A Desert Wife Helped by a Desert Father

“Another time too I found a comely woman wandering in the desert. And when I asked her why and how she had come into these parts, ‘Ask me nothing,’ said she, ‘nor question me for reason, that I am the wretchedest of women, but if it pleases thee to have a handmaid, take me where you wilt’. And when I heard this, I had pity for her and took her to the cave…and gave her three hundred solidi [the Roman coin the solidus, containing 4.5g of pure gold each].” As recorded by the 4th C. Egyptian anchorite St. Paphnutius the Ascetic

-The Desert Fathers: Translations from the Latin

The Way of the Forty was by and large a men’s way. My friend Lorraine and her friend Angela had ridden part of it and gotten themselves arrested by the Egyptian border police, but how much of their trouble was caused by them being women, and how much their eventual release was due to that very same thing, is not known.

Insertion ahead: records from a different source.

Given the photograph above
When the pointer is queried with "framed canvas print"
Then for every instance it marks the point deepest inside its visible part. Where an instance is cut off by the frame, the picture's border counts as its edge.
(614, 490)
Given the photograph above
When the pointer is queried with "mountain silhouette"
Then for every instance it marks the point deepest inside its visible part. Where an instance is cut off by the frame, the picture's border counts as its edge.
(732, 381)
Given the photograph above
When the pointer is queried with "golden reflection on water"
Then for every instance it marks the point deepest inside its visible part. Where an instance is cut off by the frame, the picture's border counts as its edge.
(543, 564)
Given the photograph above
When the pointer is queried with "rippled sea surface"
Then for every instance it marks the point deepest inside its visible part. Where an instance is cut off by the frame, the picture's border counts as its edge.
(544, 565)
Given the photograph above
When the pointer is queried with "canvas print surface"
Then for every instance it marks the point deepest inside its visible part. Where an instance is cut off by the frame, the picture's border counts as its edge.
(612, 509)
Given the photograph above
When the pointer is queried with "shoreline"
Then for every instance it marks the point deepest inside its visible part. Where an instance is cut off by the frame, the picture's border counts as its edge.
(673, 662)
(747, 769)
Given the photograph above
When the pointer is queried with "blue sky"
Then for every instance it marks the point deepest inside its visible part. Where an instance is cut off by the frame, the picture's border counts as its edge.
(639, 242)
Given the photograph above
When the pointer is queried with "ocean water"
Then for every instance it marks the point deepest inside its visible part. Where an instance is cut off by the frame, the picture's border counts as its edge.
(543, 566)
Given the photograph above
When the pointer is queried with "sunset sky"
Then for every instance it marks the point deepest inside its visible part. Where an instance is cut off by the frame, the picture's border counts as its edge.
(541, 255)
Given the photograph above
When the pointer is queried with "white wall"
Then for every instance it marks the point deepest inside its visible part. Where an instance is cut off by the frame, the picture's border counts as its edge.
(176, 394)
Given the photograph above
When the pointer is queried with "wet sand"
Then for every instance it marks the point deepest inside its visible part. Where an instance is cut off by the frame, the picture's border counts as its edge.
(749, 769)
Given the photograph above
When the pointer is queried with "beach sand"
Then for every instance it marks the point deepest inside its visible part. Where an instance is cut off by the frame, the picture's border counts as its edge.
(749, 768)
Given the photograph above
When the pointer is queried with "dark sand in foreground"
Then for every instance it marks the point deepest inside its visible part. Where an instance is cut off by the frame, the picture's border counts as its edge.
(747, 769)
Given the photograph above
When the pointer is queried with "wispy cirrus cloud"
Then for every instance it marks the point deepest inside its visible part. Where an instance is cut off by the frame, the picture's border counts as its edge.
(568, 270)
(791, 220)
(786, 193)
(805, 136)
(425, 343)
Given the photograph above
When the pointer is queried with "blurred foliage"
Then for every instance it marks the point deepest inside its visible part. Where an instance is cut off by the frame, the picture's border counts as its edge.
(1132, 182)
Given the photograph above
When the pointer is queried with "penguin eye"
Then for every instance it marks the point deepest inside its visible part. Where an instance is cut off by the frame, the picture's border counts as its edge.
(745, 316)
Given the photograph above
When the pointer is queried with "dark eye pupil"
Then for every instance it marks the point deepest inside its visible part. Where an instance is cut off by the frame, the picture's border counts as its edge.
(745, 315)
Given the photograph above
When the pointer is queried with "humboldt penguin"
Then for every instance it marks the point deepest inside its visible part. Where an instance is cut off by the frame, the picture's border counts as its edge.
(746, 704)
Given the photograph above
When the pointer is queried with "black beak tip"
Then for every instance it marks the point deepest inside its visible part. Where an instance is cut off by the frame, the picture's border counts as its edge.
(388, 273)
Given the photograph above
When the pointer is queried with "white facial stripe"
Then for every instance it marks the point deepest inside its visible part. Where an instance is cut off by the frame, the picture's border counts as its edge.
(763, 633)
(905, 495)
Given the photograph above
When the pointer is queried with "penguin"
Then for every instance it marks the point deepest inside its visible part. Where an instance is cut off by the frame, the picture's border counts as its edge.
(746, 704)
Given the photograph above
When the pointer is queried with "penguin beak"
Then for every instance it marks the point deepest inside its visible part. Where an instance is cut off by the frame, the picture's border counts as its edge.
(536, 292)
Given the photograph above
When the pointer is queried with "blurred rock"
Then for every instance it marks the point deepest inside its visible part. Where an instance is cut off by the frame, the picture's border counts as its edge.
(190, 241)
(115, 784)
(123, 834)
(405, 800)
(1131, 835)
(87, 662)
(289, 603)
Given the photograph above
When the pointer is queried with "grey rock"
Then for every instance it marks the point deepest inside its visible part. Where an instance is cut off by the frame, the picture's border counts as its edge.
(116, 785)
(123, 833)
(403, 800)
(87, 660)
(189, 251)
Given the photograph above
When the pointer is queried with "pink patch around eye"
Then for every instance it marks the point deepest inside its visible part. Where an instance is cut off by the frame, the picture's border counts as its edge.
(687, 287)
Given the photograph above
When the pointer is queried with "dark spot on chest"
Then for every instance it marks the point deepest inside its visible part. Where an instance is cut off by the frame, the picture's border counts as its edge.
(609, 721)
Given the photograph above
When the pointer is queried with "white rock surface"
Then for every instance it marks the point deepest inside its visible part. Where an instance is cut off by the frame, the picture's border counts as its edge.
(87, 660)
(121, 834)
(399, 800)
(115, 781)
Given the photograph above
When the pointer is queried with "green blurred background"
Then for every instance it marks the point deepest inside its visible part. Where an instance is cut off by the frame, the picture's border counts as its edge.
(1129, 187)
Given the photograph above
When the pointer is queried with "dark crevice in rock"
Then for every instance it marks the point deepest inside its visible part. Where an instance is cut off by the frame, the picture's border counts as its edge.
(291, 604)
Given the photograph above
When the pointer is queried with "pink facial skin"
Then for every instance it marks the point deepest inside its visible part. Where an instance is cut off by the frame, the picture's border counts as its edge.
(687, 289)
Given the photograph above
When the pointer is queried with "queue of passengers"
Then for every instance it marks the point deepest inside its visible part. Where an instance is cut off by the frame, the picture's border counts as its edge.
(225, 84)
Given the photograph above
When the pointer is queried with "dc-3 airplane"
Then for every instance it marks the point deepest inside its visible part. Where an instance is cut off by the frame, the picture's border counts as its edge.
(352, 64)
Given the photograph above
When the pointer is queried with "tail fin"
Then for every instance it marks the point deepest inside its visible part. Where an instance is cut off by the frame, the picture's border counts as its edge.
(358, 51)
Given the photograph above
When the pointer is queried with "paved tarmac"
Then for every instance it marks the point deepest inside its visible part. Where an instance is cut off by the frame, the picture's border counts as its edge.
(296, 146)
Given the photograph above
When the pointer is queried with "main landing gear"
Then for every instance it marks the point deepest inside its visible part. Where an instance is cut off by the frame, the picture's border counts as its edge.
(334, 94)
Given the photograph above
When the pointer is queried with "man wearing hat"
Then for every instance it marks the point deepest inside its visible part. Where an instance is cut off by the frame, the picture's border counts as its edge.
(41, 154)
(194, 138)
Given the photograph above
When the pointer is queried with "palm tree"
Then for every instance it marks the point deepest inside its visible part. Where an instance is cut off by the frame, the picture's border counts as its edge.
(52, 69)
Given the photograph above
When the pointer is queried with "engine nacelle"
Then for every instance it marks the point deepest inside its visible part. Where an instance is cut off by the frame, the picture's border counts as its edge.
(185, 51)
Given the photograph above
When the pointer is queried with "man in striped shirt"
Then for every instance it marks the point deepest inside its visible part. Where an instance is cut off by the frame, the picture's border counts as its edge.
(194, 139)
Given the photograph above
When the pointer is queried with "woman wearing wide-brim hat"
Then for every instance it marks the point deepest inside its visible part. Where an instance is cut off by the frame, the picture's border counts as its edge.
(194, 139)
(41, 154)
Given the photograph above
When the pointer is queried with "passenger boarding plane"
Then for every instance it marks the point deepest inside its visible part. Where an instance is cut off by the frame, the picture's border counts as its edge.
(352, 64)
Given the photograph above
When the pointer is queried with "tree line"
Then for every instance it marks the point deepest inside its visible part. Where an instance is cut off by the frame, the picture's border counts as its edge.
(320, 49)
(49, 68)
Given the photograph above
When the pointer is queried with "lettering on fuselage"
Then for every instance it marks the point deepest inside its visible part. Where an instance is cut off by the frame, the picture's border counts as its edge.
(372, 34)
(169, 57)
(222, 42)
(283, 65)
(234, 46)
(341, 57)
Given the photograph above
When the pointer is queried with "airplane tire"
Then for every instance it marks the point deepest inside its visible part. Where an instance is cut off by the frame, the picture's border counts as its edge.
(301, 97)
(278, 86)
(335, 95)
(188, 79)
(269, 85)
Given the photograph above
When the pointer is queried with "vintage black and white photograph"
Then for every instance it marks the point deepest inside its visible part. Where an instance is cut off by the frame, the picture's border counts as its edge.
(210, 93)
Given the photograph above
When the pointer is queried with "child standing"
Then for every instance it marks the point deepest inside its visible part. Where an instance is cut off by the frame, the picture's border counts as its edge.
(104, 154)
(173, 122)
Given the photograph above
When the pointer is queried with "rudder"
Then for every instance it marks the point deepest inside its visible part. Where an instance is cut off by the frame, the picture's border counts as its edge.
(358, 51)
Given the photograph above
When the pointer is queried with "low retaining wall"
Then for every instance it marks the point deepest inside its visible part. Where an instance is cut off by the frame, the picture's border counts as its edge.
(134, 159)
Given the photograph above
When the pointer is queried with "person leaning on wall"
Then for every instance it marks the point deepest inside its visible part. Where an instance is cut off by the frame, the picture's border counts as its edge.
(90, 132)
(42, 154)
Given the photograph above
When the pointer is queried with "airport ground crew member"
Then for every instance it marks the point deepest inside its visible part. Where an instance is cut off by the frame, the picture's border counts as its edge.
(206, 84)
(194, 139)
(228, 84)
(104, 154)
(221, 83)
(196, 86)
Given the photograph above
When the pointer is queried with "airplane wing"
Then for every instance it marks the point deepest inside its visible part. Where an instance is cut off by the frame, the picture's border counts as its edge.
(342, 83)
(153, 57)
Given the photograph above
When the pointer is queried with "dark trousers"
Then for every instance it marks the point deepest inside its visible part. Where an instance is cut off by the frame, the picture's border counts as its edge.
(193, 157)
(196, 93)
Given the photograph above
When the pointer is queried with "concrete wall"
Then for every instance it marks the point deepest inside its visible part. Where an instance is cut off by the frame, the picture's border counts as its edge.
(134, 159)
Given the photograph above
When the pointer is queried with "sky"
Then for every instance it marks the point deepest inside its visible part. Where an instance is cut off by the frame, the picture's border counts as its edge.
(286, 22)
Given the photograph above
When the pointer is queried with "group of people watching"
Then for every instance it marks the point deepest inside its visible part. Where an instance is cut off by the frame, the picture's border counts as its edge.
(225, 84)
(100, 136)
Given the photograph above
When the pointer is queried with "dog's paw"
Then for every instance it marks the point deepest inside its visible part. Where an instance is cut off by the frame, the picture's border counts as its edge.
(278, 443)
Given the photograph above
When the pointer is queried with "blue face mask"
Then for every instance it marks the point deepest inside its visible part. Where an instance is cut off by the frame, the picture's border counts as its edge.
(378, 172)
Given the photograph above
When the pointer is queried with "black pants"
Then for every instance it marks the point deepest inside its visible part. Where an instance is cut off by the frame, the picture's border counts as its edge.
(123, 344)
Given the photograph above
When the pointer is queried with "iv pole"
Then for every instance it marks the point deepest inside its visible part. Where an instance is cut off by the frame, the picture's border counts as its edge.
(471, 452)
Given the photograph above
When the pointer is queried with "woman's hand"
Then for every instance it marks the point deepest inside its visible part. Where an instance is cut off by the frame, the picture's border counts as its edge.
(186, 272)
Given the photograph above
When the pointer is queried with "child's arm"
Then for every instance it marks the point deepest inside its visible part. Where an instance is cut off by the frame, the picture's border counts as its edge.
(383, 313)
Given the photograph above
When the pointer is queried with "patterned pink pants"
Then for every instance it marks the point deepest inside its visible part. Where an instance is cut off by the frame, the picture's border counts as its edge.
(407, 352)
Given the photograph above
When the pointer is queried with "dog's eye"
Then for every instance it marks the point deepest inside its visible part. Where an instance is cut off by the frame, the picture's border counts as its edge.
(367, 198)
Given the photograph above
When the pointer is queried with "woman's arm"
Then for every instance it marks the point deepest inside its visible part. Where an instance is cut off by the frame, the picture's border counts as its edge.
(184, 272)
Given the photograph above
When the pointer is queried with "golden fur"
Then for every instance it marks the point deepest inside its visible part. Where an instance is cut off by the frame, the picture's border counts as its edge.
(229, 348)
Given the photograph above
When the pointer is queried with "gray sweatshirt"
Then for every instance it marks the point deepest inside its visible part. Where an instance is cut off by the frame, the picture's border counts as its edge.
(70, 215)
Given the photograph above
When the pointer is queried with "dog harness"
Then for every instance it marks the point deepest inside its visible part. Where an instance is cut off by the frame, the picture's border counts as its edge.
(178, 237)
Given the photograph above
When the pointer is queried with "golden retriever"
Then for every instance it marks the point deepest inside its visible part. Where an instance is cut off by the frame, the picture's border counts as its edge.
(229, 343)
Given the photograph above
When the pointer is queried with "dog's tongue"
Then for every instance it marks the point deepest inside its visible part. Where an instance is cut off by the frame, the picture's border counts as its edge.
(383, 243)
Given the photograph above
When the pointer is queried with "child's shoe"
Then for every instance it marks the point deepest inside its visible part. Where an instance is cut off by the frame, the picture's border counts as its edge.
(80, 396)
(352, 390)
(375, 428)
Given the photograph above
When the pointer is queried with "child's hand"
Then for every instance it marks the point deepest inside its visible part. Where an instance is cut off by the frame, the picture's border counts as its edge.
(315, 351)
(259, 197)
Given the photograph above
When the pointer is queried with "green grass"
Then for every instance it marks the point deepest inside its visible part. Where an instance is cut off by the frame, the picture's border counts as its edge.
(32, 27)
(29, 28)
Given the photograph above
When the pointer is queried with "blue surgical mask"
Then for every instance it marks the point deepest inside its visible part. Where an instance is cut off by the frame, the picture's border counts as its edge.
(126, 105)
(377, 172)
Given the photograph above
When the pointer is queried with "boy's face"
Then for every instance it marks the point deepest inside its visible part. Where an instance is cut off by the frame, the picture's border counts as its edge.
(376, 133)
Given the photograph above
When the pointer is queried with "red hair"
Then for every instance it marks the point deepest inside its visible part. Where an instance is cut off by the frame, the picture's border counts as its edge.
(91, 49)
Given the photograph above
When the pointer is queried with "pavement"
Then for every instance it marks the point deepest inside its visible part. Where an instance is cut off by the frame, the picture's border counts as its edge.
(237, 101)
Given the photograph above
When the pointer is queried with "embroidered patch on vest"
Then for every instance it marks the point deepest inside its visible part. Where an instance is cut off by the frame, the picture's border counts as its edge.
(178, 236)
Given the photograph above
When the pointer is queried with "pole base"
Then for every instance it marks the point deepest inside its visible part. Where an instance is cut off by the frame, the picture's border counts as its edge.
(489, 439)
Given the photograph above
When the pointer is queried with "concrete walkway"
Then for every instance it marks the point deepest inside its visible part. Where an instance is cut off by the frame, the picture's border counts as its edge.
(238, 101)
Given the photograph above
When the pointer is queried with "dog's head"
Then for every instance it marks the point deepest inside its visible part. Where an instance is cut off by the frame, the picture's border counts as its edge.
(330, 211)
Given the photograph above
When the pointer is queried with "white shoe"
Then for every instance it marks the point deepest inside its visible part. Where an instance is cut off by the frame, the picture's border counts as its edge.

In my experience, only a few women were to be found at watering stations and in goatherders’ tents. One even washed my hair and my clothes when we passed by. I doubt she had ever done that before. And I sure did not pay her a kilo of gold for her services.

By the way, St. Paphnutius’ account is not what it seems. He did not take her to his cave and pay then for her services. After all, he was called The Ascetic. The woman was wretched because her husband could not pay his taxes. And the goodly saint did not give her everything he had so she could bail him out of debtors’ prison. Instead, Paphnutius was quoting another man’s story, a man who said of himself that he was sinful and degraded. So it is not known what the saint himself would have done with a comely woman offering to be his handmaid in the desert. Maybe ask her to wash his hair.